The influence of the Harmonic Structure of sounds on the Spatial Impression
The Spatial Impression plays a central role for ensuring a high level of immersive experience with 3D audio content. When playing back sound recordings made in good-sounding venues, listeners might close their eyes and try to have the feeling of being in the venue. The spatial impression of music with acoustic instruments is created in the recording space, and the sound engineer’s job is capture both authentically and creatively using microphones.
Conversely, pop music contents mostly consist of direct (source-related) sounds, and artificial reverberation is used for creating spatial impression in most cases, but the use of reverb is often not sufficient for creating a great sense of listener envelopment in the context of pop music production.
This research project aims to advance the understanding of how spatial impression is perceived in the context of pop music, and to develop a new way to generate spatial impression through the construction and manipulation of harmonic contents of sounds.
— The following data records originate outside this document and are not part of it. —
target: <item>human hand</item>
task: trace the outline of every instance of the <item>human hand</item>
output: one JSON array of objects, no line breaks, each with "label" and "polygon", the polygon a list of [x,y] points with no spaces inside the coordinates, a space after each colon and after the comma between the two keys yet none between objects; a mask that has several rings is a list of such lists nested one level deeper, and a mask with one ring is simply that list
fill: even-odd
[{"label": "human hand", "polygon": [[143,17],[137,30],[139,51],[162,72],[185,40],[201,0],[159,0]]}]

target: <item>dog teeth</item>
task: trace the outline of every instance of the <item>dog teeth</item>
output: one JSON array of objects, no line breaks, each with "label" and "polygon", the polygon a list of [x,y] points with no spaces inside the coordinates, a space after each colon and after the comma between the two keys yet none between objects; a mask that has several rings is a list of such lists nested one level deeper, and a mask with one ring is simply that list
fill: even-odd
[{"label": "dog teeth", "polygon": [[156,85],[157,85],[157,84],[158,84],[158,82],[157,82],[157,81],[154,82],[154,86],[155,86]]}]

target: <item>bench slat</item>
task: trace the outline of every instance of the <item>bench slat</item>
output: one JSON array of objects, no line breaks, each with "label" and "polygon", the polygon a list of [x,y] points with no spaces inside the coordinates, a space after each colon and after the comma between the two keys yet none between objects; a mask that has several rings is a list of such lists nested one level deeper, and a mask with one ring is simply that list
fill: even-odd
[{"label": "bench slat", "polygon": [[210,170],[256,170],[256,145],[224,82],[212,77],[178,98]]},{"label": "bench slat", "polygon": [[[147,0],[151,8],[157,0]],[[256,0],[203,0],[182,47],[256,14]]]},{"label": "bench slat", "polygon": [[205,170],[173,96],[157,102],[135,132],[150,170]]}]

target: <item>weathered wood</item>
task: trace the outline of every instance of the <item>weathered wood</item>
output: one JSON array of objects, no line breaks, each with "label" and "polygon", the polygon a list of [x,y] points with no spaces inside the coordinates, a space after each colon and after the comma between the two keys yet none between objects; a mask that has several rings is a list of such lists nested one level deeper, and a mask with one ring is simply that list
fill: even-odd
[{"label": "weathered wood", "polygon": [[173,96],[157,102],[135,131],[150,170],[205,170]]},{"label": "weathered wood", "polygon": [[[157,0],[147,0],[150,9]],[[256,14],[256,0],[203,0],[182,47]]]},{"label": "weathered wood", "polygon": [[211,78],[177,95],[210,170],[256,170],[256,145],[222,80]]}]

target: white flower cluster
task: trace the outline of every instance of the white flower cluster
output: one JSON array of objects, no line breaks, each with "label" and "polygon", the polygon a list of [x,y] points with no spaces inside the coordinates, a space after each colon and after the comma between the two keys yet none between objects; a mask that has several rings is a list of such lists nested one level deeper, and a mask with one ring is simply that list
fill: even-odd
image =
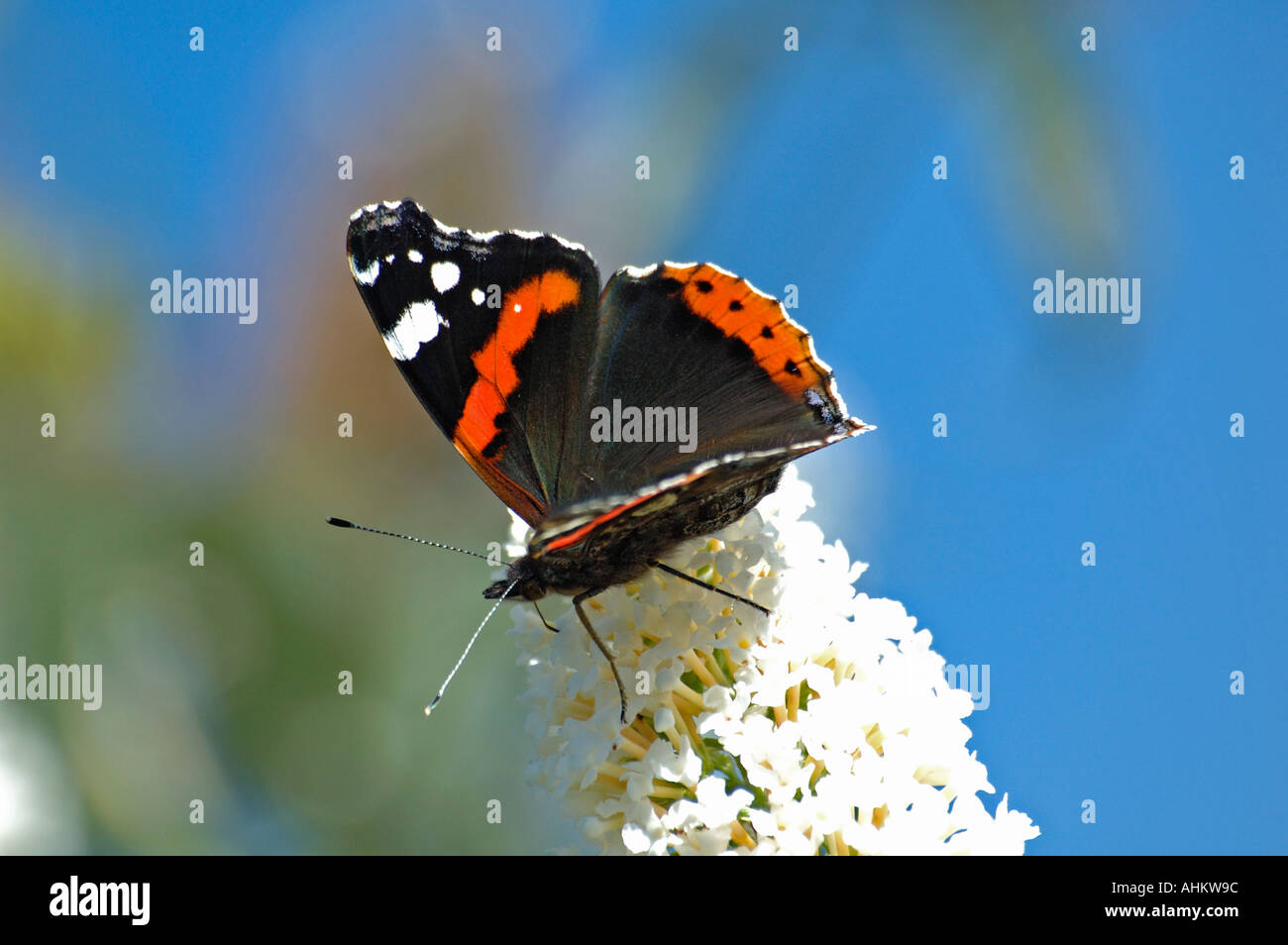
[{"label": "white flower cluster", "polygon": [[[788,466],[741,521],[667,564],[770,617],[654,570],[587,601],[634,718],[571,612],[514,608],[537,740],[529,775],[604,852],[1023,854],[1038,836],[967,752],[972,703],[898,601],[855,595],[867,565],[801,515]],[[515,521],[513,554],[527,527]],[[547,609],[547,617],[549,617]]]}]

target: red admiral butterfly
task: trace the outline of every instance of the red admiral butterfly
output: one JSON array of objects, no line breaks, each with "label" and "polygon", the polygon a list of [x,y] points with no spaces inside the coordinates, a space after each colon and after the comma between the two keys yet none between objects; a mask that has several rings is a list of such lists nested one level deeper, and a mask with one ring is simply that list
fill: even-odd
[{"label": "red admiral butterfly", "polygon": [[[658,559],[739,519],[791,460],[871,429],[777,300],[710,263],[626,267],[600,292],[582,246],[456,229],[410,200],[357,211],[348,254],[416,397],[536,529],[483,596],[571,595],[623,722],[582,601],[661,568],[769,613]],[[685,418],[702,434],[677,444]]]}]

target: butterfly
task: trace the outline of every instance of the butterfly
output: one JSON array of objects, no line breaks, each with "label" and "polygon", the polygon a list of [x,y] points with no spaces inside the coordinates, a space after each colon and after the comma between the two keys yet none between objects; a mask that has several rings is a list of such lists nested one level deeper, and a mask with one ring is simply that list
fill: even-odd
[{"label": "butterfly", "polygon": [[484,597],[571,596],[623,722],[587,599],[659,568],[769,613],[661,559],[742,518],[786,463],[872,429],[777,300],[710,263],[625,267],[600,291],[583,246],[457,229],[410,200],[354,212],[346,248],[412,391],[535,529]]}]

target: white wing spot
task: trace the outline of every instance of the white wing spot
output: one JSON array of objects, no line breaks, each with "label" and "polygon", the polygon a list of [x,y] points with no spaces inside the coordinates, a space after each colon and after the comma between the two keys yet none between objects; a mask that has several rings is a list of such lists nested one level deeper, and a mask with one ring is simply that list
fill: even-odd
[{"label": "white wing spot", "polygon": [[366,269],[359,269],[353,256],[349,256],[349,272],[353,273],[353,278],[358,281],[358,285],[370,286],[380,276],[380,260],[374,259]]},{"label": "white wing spot", "polygon": [[385,346],[395,360],[411,360],[420,346],[438,337],[438,328],[447,327],[447,319],[438,314],[433,301],[413,301],[403,309],[402,318],[384,332]]},{"label": "white wing spot", "polygon": [[429,278],[434,281],[434,288],[442,295],[460,281],[461,269],[456,263],[434,263],[429,267]]}]

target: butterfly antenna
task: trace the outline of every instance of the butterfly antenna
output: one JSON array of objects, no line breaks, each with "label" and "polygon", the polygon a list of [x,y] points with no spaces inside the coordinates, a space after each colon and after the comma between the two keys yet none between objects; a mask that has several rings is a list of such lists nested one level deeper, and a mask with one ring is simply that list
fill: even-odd
[{"label": "butterfly antenna", "polygon": [[480,555],[478,551],[470,551],[468,548],[459,548],[455,545],[443,545],[443,542],[431,542],[425,538],[417,538],[411,534],[399,534],[398,532],[386,532],[383,528],[367,528],[366,525],[355,525],[348,519],[337,519],[334,515],[326,516],[326,524],[335,525],[336,528],[355,528],[359,532],[371,532],[372,534],[386,534],[390,538],[402,538],[403,541],[416,542],[417,545],[429,545],[435,548],[446,548],[447,551],[459,551],[462,555],[470,555],[473,557],[482,557],[484,561],[488,560],[487,555]]},{"label": "butterfly antenna", "polygon": [[437,708],[437,706],[438,706],[438,702],[439,702],[439,699],[442,699],[442,698],[443,698],[443,693],[446,693],[446,691],[447,691],[447,686],[450,686],[450,685],[451,685],[451,682],[452,682],[452,677],[453,677],[453,676],[456,676],[456,671],[461,668],[461,663],[464,663],[464,662],[465,662],[465,658],[466,658],[468,655],[470,655],[470,650],[471,650],[471,649],[474,648],[474,641],[479,639],[479,633],[482,633],[482,632],[483,632],[483,627],[486,627],[486,626],[487,626],[487,622],[492,619],[492,614],[495,614],[495,613],[496,613],[496,609],[497,609],[498,606],[501,606],[501,604],[504,604],[504,603],[505,603],[505,599],[506,599],[506,597],[509,597],[509,596],[510,596],[510,591],[513,591],[513,590],[514,590],[514,586],[515,586],[516,583],[519,583],[519,579],[518,579],[518,578],[515,578],[514,581],[511,581],[511,582],[510,582],[510,586],[505,588],[505,594],[502,594],[502,595],[501,595],[501,596],[500,596],[500,597],[497,599],[496,604],[493,604],[493,605],[492,605],[492,609],[487,612],[487,617],[484,617],[484,618],[483,618],[483,623],[480,623],[480,624],[479,624],[479,628],[474,631],[474,636],[471,636],[471,637],[470,637],[470,641],[469,641],[468,644],[465,644],[465,651],[464,651],[464,653],[461,653],[461,658],[456,660],[456,666],[453,666],[453,667],[452,667],[452,671],[451,671],[450,673],[447,673],[447,678],[446,678],[446,680],[443,680],[443,685],[440,685],[440,686],[438,688],[438,695],[435,695],[435,697],[434,697],[434,698],[433,698],[433,699],[430,700],[429,706],[426,706],[426,707],[425,707],[425,716],[426,716],[426,717],[429,716],[429,713],[430,713],[430,712],[433,712],[433,711],[434,711],[434,708]]}]

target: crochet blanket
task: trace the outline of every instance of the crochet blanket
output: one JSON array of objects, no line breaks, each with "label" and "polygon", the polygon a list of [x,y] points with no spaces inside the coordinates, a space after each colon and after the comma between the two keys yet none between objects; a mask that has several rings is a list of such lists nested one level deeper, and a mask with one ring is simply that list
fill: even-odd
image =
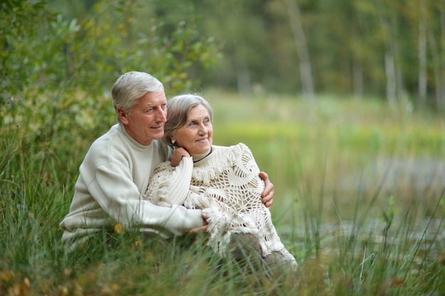
[{"label": "crochet blanket", "polygon": [[176,168],[169,162],[159,165],[144,198],[165,207],[176,204],[201,209],[209,216],[208,244],[222,257],[232,234],[248,233],[258,237],[264,257],[277,251],[295,261],[281,242],[270,212],[261,201],[264,182],[259,177],[259,169],[252,152],[245,144],[214,146],[213,152],[202,160],[186,163],[183,158],[181,163]]}]

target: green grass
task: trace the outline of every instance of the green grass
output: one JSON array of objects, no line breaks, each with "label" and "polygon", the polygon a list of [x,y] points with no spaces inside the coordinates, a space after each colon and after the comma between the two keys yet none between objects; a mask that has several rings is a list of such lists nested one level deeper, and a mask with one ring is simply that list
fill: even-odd
[{"label": "green grass", "polygon": [[214,143],[245,143],[274,183],[272,217],[299,280],[221,261],[200,236],[188,248],[100,236],[67,256],[58,224],[89,145],[106,131],[90,123],[50,136],[5,124],[0,295],[444,295],[443,118],[372,99],[204,95]]}]

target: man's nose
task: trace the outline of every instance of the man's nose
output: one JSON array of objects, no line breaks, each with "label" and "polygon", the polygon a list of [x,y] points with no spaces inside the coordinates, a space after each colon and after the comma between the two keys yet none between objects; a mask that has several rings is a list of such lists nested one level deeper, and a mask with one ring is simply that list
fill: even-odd
[{"label": "man's nose", "polygon": [[166,122],[167,121],[167,112],[159,108],[156,112],[156,119],[158,121]]}]

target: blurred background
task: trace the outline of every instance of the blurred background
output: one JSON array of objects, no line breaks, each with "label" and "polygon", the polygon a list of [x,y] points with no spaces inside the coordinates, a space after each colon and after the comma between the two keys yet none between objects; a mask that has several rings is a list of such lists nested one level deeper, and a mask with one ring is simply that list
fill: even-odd
[{"label": "blurred background", "polygon": [[139,70],[168,97],[196,92],[210,102],[215,143],[252,149],[276,185],[274,211],[307,198],[323,211],[313,216],[353,216],[357,203],[382,196],[381,211],[414,201],[436,213],[445,0],[0,5],[5,143],[19,138],[36,159],[54,158],[57,169],[36,174],[70,190],[91,142],[116,122],[113,83]]},{"label": "blurred background", "polygon": [[[4,91],[66,80],[109,89],[137,69],[176,92],[216,87],[309,100],[336,94],[445,108],[444,0],[20,0],[1,7]],[[25,67],[25,77],[14,70]]]}]

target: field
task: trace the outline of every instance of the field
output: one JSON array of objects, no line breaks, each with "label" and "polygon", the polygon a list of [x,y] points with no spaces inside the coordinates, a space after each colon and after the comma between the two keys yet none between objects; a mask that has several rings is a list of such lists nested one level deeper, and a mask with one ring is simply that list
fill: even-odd
[{"label": "field", "polygon": [[203,95],[213,143],[246,143],[274,183],[272,218],[298,280],[221,261],[203,236],[184,248],[121,234],[65,254],[58,224],[106,131],[90,118],[87,136],[0,127],[0,295],[445,295],[443,116],[370,99]]}]

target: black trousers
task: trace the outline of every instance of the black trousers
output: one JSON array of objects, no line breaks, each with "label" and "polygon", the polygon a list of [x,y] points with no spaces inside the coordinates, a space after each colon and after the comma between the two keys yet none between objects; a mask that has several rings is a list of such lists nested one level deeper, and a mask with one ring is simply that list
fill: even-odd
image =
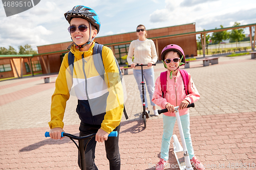
[{"label": "black trousers", "polygon": [[[105,140],[105,149],[106,153],[106,158],[110,162],[110,169],[111,170],[120,170],[120,169],[121,161],[118,147],[120,127],[120,125],[119,125],[114,130],[118,132],[117,137],[109,137],[107,140]],[[101,125],[92,125],[81,122],[79,127],[79,136],[83,136],[92,133],[96,133],[100,127]],[[86,146],[87,141],[87,140],[84,140],[84,146]],[[86,168],[85,169],[98,170],[98,168],[94,163],[96,143],[95,137],[94,137],[91,139],[86,147],[85,151]],[[79,152],[78,165],[80,168],[81,168],[80,154]]]}]

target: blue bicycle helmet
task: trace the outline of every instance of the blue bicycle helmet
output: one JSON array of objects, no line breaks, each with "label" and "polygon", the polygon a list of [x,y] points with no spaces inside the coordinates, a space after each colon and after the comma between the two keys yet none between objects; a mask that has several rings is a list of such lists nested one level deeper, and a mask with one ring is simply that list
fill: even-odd
[{"label": "blue bicycle helmet", "polygon": [[81,48],[84,47],[86,45],[93,41],[94,38],[91,39],[92,32],[91,24],[96,27],[97,31],[97,34],[99,33],[99,30],[100,29],[100,22],[98,15],[92,9],[82,5],[76,6],[74,7],[70,11],[65,13],[64,14],[64,16],[70,24],[70,21],[73,18],[81,18],[86,19],[89,22],[90,24],[90,35],[89,39],[88,39],[87,42],[83,45],[78,45],[73,41],[73,43],[68,47],[68,49],[69,50],[70,50],[71,46],[73,44],[75,44],[77,48]]},{"label": "blue bicycle helmet", "polygon": [[64,14],[66,19],[70,23],[73,18],[81,18],[87,20],[89,22],[95,26],[98,33],[100,29],[99,18],[95,11],[91,8],[82,5],[75,6],[73,9]]}]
One focus of the work is on the question of what distinguishes the acoustic foreground from the background. For example, how should the harmonic structure of a direct sound signal (signals constructed from a Fourier synthesizer) be manipulated so that it is perceived as a background stream in a similar way to diffuse reverberant sounds from a very large space like a cathedral? A key measure for this might be fluctuations of parameters such as time, level, frequency and correlation. If the connections among these can be deciphered, spatial impression could also be constructed with direct sounds, and thus used in a targeted manner for pop music.